In 1953, FGRSSM became the Fédération française des activités sous-marines (FFASM) (French federation of underwater activities).

In 1954, FFASM changed its name to the Fédération nationale française d'études et de sports sous-marins (FNFESSM) (French national federation of underwater studies and sports) in order to avoid confusion with FASM, a rival organisation with a similar name.

In 1955, FNFESSM and FASM merged to become FFESSM (French federation of underwater studies and sports).

==Underwater sport==
FFESSM supports competition at all levels for the following underwater sports: finswimming, freediving, spearfishing, underwater hockey, cave diving, underwater orienteering and underwater target shooting.
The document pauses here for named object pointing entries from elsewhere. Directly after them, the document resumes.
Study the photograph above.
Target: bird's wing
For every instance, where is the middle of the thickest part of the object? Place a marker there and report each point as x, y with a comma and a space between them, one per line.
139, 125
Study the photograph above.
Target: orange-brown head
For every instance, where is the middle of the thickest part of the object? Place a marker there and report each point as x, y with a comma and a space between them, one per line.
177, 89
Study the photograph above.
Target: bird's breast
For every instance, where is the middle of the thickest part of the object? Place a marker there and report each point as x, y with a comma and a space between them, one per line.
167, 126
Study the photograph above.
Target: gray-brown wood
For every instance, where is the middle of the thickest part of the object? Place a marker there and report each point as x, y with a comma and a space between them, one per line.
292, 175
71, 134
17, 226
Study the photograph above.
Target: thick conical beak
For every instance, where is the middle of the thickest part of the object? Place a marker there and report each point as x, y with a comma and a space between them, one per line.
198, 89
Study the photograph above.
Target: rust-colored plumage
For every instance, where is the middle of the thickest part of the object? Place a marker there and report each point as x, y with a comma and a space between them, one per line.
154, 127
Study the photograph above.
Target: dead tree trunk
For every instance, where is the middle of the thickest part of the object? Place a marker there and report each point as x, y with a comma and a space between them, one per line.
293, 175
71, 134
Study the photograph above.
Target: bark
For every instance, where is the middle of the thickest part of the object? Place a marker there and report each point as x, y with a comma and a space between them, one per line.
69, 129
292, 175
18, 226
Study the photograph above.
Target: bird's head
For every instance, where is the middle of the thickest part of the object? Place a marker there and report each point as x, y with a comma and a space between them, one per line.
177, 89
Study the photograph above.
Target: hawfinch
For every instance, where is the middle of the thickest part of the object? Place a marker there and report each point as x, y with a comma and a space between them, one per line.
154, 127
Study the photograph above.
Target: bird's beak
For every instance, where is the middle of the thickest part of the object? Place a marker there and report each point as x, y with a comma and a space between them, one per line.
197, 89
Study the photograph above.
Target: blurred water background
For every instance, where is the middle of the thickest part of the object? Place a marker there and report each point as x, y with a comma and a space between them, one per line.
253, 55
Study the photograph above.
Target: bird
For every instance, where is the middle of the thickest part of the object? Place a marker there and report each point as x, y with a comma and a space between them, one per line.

It also offers competition in canyoning.

== Qualifications ==

=== Diver level ===

- A level-1 diver can dive to a maximum depth of 20 m when under the direct supervision of at least a level-4 diver.
- A level-2 diver can dive to a maximum depth of 20 m with other level-2 (minimum) divers, and up to 40 m under the direct supervision of a level-4 diver.
- A level-3 diver can dive to a maximum depth of 60 m with other level-3 divers and of 20 m with other level-2 divers.
- A level-4 diver ("dive leader") can supervise level-1 and level-2 divers to a maximum depth of respectively 20 and 40 m (as described previously).
- A level-5 diver ("diving officer") chooses the diving sites, implements security measures, builds dive teams, and grants authorizations to divers and dive leaders for exploration dives.

=== Leadership level ===

- The level E1 Initiateur is a level II or III diver who also has a diplôme d'initiateur and the Rescue specialty (RIFAP), and can teach to a maximum depth of 6 m.
- The level E2 is a level IV diver who also has a diplôme d'initiateur and the Rescue specialty, or an E3 candidate, and can teach to a maximum depth of 20 m.
- The level E3 Moniteur fédéral 1er degré (MF1) or Moniteur fédéral 1er degré Associé (MF1A) or Brevet d'État d'éducateur sportif 1er degré (BEES1) can teach to a maximum depth of 40 m with air and 40 m with Trimix and is a diving officer for dives from 0–40 m with air/nitrox and 70 m with Trimix.
- The level E4 Moniteur fédéral 2e degré (MF2) or Moniteur fédéral 2e degré Associé (MF2A) or Brevet d'État d'éducateur sportif 2e degré (BEES2) can teach to a maximum depth of 60 m with air and 80 m with Trimix and is also a diving officer for diver deeper than 40m with air/nitrox and 120 m with Trimix.
- The level E5 Brevet d'État d'éducateur sportif 3e degré (BEES3) is an honorific level for research and teaching.

=== Equivalences ===
As the federation is a founding member of CMAS (world underwater federation), all certifications delivered to its divers come with a world equivalence.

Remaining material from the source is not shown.